The graphical objects offered in the software included food, furniture, vehicles, vegetation, housing, floors, doors, walls, weather effects, natural landscape features and so on. The characters which could be placed in a story included humans, animals and make-believe people from fairytales and classic mythology. There were many human characters of various nationalities, most of which had several positions to choose from, including standing, running, sitting and sleeping. Fantasy characters included fearsome dragons, hobbits, fairies, giants, ghosts, Greek mythological creatures, and magical beings such as sorcerers and witches such as Baba Yaga. Any object could be creatively manipulated to produce various effects, through flipping objects through various angles or modifying colour, size and shape in a paintshop-type program. For example, a puddle of water could be turned red to represent a pool of blood.

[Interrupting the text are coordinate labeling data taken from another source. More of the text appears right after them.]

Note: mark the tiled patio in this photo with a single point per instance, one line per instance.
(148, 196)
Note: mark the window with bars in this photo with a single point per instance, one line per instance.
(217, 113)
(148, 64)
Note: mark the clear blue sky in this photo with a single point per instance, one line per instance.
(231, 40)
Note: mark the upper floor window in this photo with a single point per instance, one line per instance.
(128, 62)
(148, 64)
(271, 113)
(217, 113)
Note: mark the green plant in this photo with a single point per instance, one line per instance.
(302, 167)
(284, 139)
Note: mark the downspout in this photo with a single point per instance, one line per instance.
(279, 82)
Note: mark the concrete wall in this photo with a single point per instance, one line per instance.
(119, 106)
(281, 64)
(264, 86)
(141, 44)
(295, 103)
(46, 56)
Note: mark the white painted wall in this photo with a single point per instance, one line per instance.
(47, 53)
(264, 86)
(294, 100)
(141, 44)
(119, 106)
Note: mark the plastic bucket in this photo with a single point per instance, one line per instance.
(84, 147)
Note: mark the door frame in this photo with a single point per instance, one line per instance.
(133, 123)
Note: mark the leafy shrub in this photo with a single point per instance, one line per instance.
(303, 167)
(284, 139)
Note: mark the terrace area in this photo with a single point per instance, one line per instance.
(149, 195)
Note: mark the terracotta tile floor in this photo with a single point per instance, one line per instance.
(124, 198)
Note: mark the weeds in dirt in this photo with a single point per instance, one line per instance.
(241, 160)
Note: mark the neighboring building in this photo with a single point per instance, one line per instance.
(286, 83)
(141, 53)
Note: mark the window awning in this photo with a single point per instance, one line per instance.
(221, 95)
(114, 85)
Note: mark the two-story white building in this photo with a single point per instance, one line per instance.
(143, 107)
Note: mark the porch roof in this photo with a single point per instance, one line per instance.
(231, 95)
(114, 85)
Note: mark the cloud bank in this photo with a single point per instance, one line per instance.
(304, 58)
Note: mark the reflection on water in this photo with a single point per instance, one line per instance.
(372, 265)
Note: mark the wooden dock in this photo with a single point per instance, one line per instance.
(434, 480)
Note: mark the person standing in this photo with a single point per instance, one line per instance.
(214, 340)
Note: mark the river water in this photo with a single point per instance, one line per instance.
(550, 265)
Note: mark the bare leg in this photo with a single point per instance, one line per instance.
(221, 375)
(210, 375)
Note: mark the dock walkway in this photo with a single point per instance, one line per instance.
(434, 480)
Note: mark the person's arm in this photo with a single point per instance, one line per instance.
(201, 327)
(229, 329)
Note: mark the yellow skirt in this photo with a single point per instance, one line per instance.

=== Storybook Weaver Deluxe ===
The Deluxe version incorporated a combination of material and functionality from the Storybook Weaver and the My Own Stories software titles and greatly expanded on the features of the original Storybook Weaver with a completely updated user interface.

A screenshot of MECC's Storybook Weaver Deluxe over a Citrix ICA session displaying the interface and tools used to create a story.

This version largely kept the original backgrounds, items and characters from the original game and added a large number of new objects and categories, such as a world landmark category, including the Statue of Liberty and the White House. The objects from the original version were updated in higher textures to match the quality of the new objects. The game offered a lot more features in the real and modern indoor and outdoor world, including streets, cities, a bedroom, a classroom, a shopping mall and much more. The game didn't skimp, however, on aspects of the ancient or fantasy worlds.

A noticeable feature of the Deluxe version was its bilingual capacity. Users could now write stories in English or Spanish, accompanied with a bilingual text-to-speech feature, an English/Spanish spell checker and a thesaurus. Deluxe also included "story-starters" for children who found it more difficult to get into the creative mindset, a voice recording feature, spoken tutorials and a library of object sounds and music. The Deluxe version of the program was re-released in a 2004 edition.

== Critical reception ==
Patrick Honan of Computer Shopper liked that the game transformed stories into multimedia experiences, and appreciated how the game was simple enough to use while difficult enough to master. Meanwhile, Lesley Alderman of The Buffalo News listed the title in an article called "10 TOP-RATED SOFTWARE SELECTIONS FOR YOUR CHILDREN". THE Journal appreciated the game's goal to inspire and motivate kids, and liked that it offered an "easy-to-use" word processor. Knight Ridder described the program as "effortless".